Making a point of going out to the movie theater more often than usual this last year has yielded me a total of 6 Oscar nominees seen, about twice as many as I usually have at this point. Of these, by far the best was Spotlight, which has gotten enough attention that I need say nothing more than to ask, if Mark Ruffalo and Rachel McAdams had supporting roles, did anybody have a leading role? Surely not Michael Keaton, just because he played their boss. This is not the first time I've come to suspect that these categories' definitions are fncked. They don't seem capable of handling a genuine ensemble movie. I'm tempted to see the DVD with a stopwatch, to compare actors' screen times.
Trumbo was also really good, for its historical meticulousness and its unblinking spotlight on both the strengths and weaknesses of the man. And, if you're going to focus a movie so closely on a larger-than-life character, you need a larger-than-life actor to play him, and Bryan Cranston is that man. Wow. Contrast that with Steve Jobs, whose synthetic hothouse plot had the smell of artificiality that Trumbo avoided, and in which Michael Fassbender achieved only narcissism, not the epic self-centeredness of Cranston's character.

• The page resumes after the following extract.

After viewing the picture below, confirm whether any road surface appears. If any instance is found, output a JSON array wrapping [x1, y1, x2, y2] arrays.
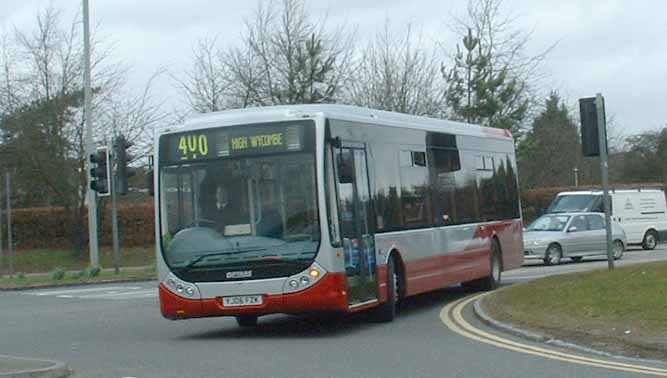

I thought The Martian was overall a success, in that if you can make a story essentially about people sitting around and waiting for two years without boring me, you've achieved a good movie. On the other hand, Bridge of Spies, despite its tight, action-filled plot, did succeed in boring me. So did Inside Out, which would have made an absolutely marvelous 30-minute cartoon special, but stretched out to feature length became unbearably rambling and tedious.
The major Oscars (picture, directing, 4 acting, 2 screenplay) were spread around 19 movies this year, more than any year since 2012 (movies of 2011), and, like that year, no single movie dominated the nominations. Of the nominees I haven't seen, the one I most want to is The Big Short, and there's also some movies I intend to avoid, like The Revenant which just looks repellent, and The Danish Girl because the last thing I need is to fill my mind with a lot of misleading crap about transsexuality. About The Force Awakens I don't give a hoot one way or the other.